# Approximate q-learning

In this notebook you will teach a lasagne neural network to do Q-learning.

__Frameworks__ - we'll accept this homework in any deep learning framework. For example, it translates to TensorFlow almost line-to-line. However, we recommend you to stick to theano/lasagne unless you're certain about your skills in the framework of your choice.

In [1]:
import torch
import torch.nn as nn
import torch.nn.functional as F
import torch.optim as optim
from torch.autograd import Variable

In [2]:
import gym
import numpy as np, pandas as pd
import matplotlib.pyplot as plt
%matplotlib inline

In [4]:
from pycrayon import CrayonClient
client = CrayonClient(hostname='localhost')
crayon = client.create_experiment('pytorch-3')

In [5]:
env = gym.make("CartPole-v0").env
env.reset()
n_actions = env.action_space.n
state_dim = env.observation_space.shape

#plt.imshow(env.render("rgb_array"))

[2017-04-21 16:49:07,142] Making new env: CartPole-v0


In [6]:
CUDA = True
batch_size = 4
L1_size = 50

gamma = 0.99

In [7]:
print("n_actions={}, state_dim={}".format(n_actions, state_dim))

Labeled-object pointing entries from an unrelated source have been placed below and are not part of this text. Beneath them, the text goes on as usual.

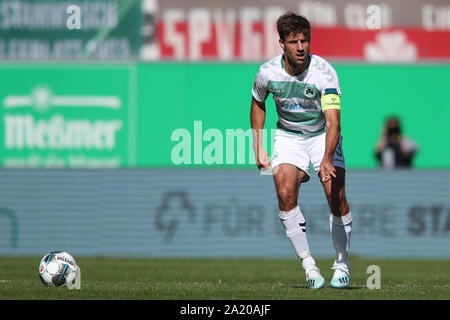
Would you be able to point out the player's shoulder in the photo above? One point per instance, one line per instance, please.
(322, 68)
(320, 64)
(271, 66)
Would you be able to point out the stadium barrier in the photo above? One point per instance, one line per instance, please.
(85, 115)
(214, 213)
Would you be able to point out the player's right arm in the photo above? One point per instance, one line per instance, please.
(257, 119)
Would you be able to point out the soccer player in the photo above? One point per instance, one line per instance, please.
(306, 92)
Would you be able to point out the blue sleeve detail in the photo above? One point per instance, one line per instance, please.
(331, 91)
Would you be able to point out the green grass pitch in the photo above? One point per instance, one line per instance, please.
(224, 279)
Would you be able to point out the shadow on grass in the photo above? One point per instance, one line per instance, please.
(329, 287)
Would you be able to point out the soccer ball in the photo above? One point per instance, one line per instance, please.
(58, 268)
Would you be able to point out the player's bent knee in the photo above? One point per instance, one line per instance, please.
(287, 198)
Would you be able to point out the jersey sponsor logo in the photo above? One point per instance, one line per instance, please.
(298, 107)
(309, 92)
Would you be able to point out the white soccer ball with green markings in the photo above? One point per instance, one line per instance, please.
(57, 268)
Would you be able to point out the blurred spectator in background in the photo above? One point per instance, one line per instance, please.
(393, 149)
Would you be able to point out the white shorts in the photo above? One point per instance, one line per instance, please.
(303, 151)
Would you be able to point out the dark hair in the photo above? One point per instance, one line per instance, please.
(293, 23)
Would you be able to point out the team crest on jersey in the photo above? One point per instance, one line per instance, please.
(309, 92)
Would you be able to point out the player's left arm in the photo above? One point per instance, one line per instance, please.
(331, 107)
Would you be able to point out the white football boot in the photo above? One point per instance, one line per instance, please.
(313, 277)
(341, 276)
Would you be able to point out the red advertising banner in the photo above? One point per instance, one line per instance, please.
(396, 31)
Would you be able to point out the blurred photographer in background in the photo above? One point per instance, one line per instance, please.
(393, 149)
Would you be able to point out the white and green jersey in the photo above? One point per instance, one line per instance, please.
(298, 98)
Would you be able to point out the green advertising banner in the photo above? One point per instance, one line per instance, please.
(198, 114)
(77, 116)
(65, 30)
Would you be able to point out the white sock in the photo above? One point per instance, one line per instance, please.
(295, 226)
(341, 228)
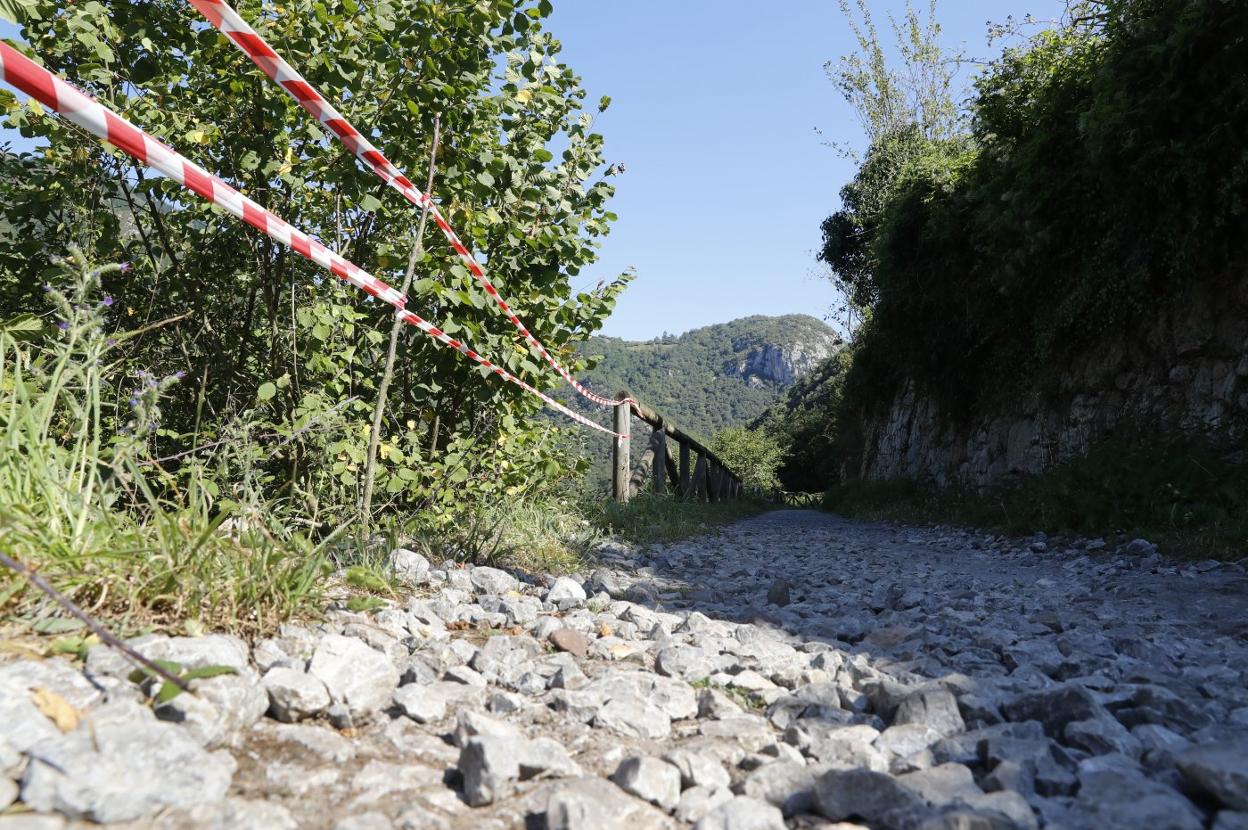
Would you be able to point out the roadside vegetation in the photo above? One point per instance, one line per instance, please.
(1182, 492)
(1091, 175)
(187, 407)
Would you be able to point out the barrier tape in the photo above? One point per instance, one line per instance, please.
(80, 109)
(230, 24)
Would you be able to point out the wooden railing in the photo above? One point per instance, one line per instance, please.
(694, 472)
(796, 499)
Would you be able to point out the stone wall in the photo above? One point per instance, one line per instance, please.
(1189, 367)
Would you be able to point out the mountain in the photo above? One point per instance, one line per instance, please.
(713, 377)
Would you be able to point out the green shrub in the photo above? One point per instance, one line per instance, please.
(1102, 176)
(84, 502)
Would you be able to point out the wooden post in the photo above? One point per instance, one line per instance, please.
(684, 471)
(660, 461)
(699, 482)
(619, 461)
(669, 463)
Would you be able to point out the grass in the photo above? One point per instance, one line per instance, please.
(146, 548)
(1184, 492)
(657, 519)
(92, 514)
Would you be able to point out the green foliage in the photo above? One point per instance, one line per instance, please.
(1181, 491)
(84, 501)
(282, 361)
(806, 422)
(754, 454)
(659, 519)
(1102, 175)
(917, 95)
(699, 380)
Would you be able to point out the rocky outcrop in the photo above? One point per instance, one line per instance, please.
(1188, 367)
(783, 365)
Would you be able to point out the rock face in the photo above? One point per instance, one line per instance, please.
(1188, 366)
(783, 365)
(907, 684)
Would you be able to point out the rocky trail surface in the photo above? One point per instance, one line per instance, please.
(795, 670)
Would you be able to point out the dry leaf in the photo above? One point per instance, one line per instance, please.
(55, 708)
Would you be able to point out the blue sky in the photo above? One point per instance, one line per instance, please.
(720, 114)
(715, 109)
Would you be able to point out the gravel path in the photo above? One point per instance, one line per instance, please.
(793, 670)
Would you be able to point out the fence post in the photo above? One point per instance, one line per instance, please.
(660, 461)
(699, 483)
(619, 457)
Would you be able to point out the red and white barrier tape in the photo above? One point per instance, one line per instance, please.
(226, 20)
(80, 109)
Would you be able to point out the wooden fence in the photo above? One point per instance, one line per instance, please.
(693, 471)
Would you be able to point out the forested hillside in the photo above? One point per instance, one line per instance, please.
(708, 378)
(713, 377)
(1058, 260)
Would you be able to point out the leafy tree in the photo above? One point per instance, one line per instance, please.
(906, 112)
(754, 454)
(267, 340)
(1102, 176)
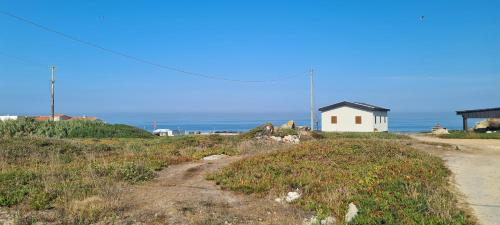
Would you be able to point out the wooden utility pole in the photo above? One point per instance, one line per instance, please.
(312, 100)
(52, 94)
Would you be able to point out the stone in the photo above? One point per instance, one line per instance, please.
(311, 221)
(352, 212)
(328, 220)
(487, 125)
(289, 125)
(294, 139)
(214, 157)
(278, 139)
(292, 196)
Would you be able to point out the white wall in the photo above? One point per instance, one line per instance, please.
(346, 120)
(4, 118)
(381, 126)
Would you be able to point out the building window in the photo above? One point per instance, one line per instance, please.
(358, 119)
(334, 119)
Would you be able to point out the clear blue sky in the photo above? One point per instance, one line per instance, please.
(378, 52)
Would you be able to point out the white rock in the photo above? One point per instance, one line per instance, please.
(214, 157)
(278, 139)
(294, 139)
(311, 221)
(328, 220)
(292, 196)
(352, 212)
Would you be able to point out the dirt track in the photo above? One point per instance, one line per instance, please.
(476, 169)
(182, 195)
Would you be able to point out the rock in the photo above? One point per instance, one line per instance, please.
(294, 139)
(438, 130)
(328, 220)
(352, 212)
(292, 196)
(314, 220)
(289, 125)
(214, 157)
(311, 221)
(487, 125)
(269, 128)
(278, 139)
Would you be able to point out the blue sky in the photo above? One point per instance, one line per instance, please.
(378, 52)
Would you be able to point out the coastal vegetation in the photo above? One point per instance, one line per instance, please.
(69, 129)
(80, 181)
(390, 182)
(54, 176)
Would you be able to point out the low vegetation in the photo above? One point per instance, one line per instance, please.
(80, 181)
(470, 135)
(389, 182)
(69, 129)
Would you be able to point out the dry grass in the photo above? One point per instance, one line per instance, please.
(82, 181)
(390, 182)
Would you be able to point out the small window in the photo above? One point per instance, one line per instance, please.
(358, 119)
(334, 119)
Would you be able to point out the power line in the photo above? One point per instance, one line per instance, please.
(33, 63)
(138, 59)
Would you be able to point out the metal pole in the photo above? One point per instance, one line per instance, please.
(312, 99)
(52, 93)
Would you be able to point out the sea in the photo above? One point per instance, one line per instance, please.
(399, 122)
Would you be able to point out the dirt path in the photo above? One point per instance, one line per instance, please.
(476, 168)
(182, 195)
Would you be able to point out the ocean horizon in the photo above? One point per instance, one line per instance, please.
(208, 122)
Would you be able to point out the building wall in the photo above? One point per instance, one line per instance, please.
(346, 120)
(381, 124)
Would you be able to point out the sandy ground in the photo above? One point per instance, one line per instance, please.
(476, 169)
(182, 195)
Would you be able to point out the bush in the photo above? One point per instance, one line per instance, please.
(69, 129)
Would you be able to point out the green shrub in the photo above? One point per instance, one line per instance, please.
(134, 173)
(15, 186)
(69, 129)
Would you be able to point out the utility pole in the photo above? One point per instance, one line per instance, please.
(312, 99)
(52, 93)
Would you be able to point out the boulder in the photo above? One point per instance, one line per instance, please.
(292, 196)
(293, 139)
(289, 125)
(487, 125)
(352, 212)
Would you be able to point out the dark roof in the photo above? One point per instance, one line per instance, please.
(477, 110)
(356, 105)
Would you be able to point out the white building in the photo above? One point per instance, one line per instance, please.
(354, 117)
(5, 118)
(163, 132)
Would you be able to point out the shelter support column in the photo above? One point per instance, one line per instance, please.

n_actions=2, state_dim=(4,)


# Approximate (deep) Q-learning: building the network

In this section we will build and train naive Q-learning with theano/lasagne

First step is initializing input variables

In [8]:
class Net(nn.Module):
    def __init__(self):
        super(Net, self).__init__()
        self.fc_1 = nn.Linear(int(np.prod(state_dim)), L1_size)
        self.fc_out = nn.Linear(L1_size, n_actions)
        
    def forward(self, x):
        x = F.relu(self.fc_1(x))
        x = self.fc_out(x)
        return x

In [9]:
model = Net()
if CUDA:
    model.cuda()
print(model)

Net (
  (fc_1): Linear (4 -> 50)
  (fc_out): Linear (50 -> 2)
)


In [10]:
def states_to_var(s):
    return Variable(torch.from_numpy(np.array(s, dtype=np.float32)), volatile=False)

In [11]:
optimizer = optim.Adam(model.parameters(), lr=0.0005)

### Playing the game

In [12]:
def choose_action(q_values, epsilon):
    if np.random.rand() < epsilon:
        return torch.LongTensor([np.random.choice(n_actions)])
    else:
        return q_values.max(dim=1)[1].data[0]

In [17]:
epsilon = 0.25 #initial epsilon

def generate_session(t_max=1000):
    """play env with approximate q-learning agent and train it at the same time"""
    
    total_reward = 0
    s = env.reset()
    losses = []
    q_values = []
    
    for t in range(t_max):  
        in_state = states_to_var([s])
        if CUDA:
            in_state = in_state.cuda()
        q = model(in_state)
        a = choose_action(q, epsilon).cpu()[0]
        new_s,r,done,info = env.step(a)
        
        optimizer.zero_grad()
        
        in_state = states_to_var([new_s])
        if CUDA:
            in_state = in_state.cuda()
        new_q = model(in_state).detach()
        chosen_q = q[:, a]
        if done:
            valid_q = r
        else:
            valid_q = r + gamma * new_q.max(dim=1)[0]        
        loss = (valid_q - chosen_q)**2
        
        loss.backward()
        optimizer.step()
        losses.append(loss.data.cpu().numpy()[0])
        q_values.append(q.mean().data.cpu()[0])
        
        total_reward+=r
        
        s = new_s
        if done: break
       
    crayon.add_scalar_value("q_mean", float(np.mean(q_values)))
    crayon.add_scalar_value("reward", total_reward)
    crayon.add_scalar_value("loss", float(np.mean(losses)))
            
    return total_reward
        

In [18]:
for i in range(100):
    
    rewards = [generate_session() for _ in range(100)] #generate new sessions
    
    epsilon*=0.95
    
    print ("%d: mean reward:%.3f\tepsilon:%.5f"%(i, np.mean(rewards),epsilon))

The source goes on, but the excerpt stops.